На нынешнем этапе развития современности эмоция многочисленными путями становится вопросом жизненной политики. В сфере сексуальности эмоция как средство коммуникации, как приверженность другим и сотрудничество с ними является особенно важной. Модель любви-слияния предполагает этический каркас воспитания не-деструктивной эмоции в поведении индивида и общинной жизни. Она обеспечивает возможность возрождения эротики — не в качестве профессиональных умений нечистых женщин, а в качестве родового качества сексуальности в социальных отношениях, формируемого скорее через взаимность, нежели через неравную власть. Эротизм — это культивация чувств, выражаемых через телесное ощущение в коммуникативном сексе; искусство давать и получать наслаждение. Будучи отделенным от дифференциальной власти, он может оживить те эстетические качества, о которых говорил Маркузе.
Определяемая подобным образом эротика противостоит всем формам эмоциональной инструментальности в сексуальных отношениях. Эротизм — это сексуальность, ре-интегрированная в широком спектре эмоциональных целей, среди которых первостепенной является коммуникация. С точки зрения утопического реализма, эротизм избавляется от триумфа желания, который многим авторам, от Сада до Баталя видится как стремление выделить свою особость. Интерпретируемая не в качестве диагноза, а как критика, вселенная де Сада является антиутопией, которая раскрывает возможность существования своей противоположности.
Сексуальность и воспроизводство в прошлом структурировали друг друга. До тех пор пока она не стала глубоко социализированной, репродукция была внешней по отношению к социальной активности как биологический феномен; она организовывала систему родства, равно как и сама организовывалась ею, и она связывала жизнь индивида с преемственностью поколений. Будучи прямо связанной с воспроизводством, сексуальность выступала посредником с трансцендентностью (в оригинале — transcendence — примеч. перев.).
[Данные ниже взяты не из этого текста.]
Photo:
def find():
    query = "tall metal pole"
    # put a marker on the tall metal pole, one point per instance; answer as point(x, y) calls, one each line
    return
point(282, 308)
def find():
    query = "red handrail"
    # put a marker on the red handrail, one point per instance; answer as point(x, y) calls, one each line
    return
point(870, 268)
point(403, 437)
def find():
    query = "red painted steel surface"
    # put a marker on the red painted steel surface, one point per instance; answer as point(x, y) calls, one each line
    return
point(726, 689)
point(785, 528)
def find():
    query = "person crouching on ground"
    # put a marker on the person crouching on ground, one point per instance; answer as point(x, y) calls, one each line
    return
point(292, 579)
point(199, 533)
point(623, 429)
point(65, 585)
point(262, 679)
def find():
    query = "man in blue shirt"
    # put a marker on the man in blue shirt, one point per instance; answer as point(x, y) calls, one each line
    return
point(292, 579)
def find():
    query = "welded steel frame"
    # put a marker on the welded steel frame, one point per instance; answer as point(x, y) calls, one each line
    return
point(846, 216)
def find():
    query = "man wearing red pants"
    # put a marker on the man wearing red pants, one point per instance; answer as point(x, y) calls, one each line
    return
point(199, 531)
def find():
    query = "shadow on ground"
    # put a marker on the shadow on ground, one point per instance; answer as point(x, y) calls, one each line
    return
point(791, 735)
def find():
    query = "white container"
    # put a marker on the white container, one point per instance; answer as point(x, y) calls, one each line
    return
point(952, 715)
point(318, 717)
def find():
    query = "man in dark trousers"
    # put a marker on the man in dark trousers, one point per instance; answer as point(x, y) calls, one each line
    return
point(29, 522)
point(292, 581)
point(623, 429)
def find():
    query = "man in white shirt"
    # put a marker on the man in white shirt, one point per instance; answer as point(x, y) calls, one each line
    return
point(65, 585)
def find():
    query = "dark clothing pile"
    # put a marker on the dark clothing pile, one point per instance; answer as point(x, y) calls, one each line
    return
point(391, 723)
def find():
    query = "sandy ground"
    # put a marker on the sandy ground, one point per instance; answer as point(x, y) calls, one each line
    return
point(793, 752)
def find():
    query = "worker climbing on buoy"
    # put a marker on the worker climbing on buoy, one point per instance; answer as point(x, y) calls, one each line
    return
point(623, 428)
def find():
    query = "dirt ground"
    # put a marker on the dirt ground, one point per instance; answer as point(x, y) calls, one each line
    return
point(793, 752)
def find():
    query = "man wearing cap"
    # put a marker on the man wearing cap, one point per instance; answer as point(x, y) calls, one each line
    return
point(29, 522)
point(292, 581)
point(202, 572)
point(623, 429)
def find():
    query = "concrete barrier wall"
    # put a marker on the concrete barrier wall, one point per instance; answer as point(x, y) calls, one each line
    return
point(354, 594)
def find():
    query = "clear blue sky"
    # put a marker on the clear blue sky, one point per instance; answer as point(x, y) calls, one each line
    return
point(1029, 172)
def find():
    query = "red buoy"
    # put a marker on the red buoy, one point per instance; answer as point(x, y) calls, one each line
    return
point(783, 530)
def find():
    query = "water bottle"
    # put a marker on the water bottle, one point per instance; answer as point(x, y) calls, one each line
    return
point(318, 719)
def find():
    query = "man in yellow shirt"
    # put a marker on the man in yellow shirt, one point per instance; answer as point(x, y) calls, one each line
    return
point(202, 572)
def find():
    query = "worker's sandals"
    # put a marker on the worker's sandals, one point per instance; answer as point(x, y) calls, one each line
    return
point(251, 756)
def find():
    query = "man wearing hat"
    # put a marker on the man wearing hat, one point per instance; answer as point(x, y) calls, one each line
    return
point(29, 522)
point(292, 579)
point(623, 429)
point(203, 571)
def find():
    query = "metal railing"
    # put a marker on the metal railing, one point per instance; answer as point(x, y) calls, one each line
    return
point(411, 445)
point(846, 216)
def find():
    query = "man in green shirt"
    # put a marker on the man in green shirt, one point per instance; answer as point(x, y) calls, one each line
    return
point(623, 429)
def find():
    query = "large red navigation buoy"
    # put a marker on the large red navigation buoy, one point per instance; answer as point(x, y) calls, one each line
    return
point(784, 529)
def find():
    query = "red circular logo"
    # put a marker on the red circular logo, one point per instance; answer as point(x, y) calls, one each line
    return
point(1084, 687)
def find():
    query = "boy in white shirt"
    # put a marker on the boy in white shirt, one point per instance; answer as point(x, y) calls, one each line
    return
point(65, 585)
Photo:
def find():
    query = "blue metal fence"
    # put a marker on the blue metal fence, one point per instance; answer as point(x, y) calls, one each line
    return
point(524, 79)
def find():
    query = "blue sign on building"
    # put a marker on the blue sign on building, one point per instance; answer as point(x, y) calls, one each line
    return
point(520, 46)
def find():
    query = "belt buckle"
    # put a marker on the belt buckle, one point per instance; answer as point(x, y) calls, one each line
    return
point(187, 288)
Сексуальная активность выковала связь с конечностью существования (в оригинале — finitude — примеч. перев.) индивида и в то же самое время несла в себе обещание ее иррелевантности (в оригинале — irrelevance (в смысле — неуместность) — примеч. перев.); потому что рассматриваемая в отношении цикла поколений, индивидуальная жизнь была частью более широкого символического порядка.